Горели ясные свечи, множество свечей. Еще большая их связка лежала на алтаре. С потолка свисал светильник на толстой цепи, и круг света падал на бескровное Кларино лицо, белое, как ее одежда. Лежала она на шелке, укрывающем погребальные носилки. На руках и груди ее покоились лилии, белые лилии — дар королевского сада. Рыцари, сопровождавшие тело, ушли, а двое граалеискателей остались рядом со своим сердцем, не бьющимся более, — остались ждать часа погребения.
Было тихо, только свечи потрескивали и роняли слезы чистого медового воска. Гай стоял на коленях подле мертвой, чьи губы спокойно улыбались, будто она перед смертью увидела что-то очень хорошее. Под глазами ее чуть ли не впервые за время пути не лежало тени. Великий покой снизошел в душу Гая, и он подумал, что все будет хорошо. Клара, умерев, почему-то оставалась с ними, и безысходная боль не мешала ему улыбаться. Поднять голову и вздрогнуть его заставил внезапный шум.

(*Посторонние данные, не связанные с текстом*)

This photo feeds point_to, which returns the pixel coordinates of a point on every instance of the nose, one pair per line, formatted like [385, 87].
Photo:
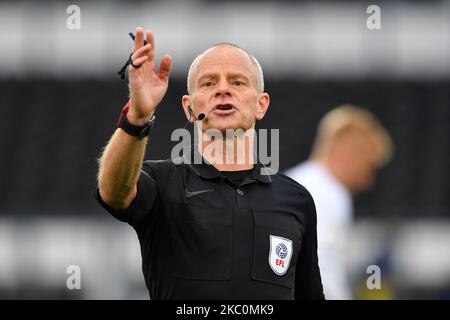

Марк стремительно поднялся с колен и теперь стоял, глядя в пространство перед собой. Лицо его было как глухая каменная стена. Он что-то сказал себе, не разжимая губ, и криво усмехнулся. Столь страшного, тоскливого и одновременно злобного лица Гай не видел еще никогда. Марк покачал головой каким-то своим мыслям, словно мира вокруг не существовало, и направился к низкой деревянной двери.
— Ты… куда? — попытался окликнуть его Гай, но когда губы его еще произносили слова, разум уже понял, что на вопрос не будет ответа, и, не принимая никаких решений, просто реагируя на происходящее, как ребенок, отдергивающий руку от свечки, Странник вскочил и загородил Марку проход.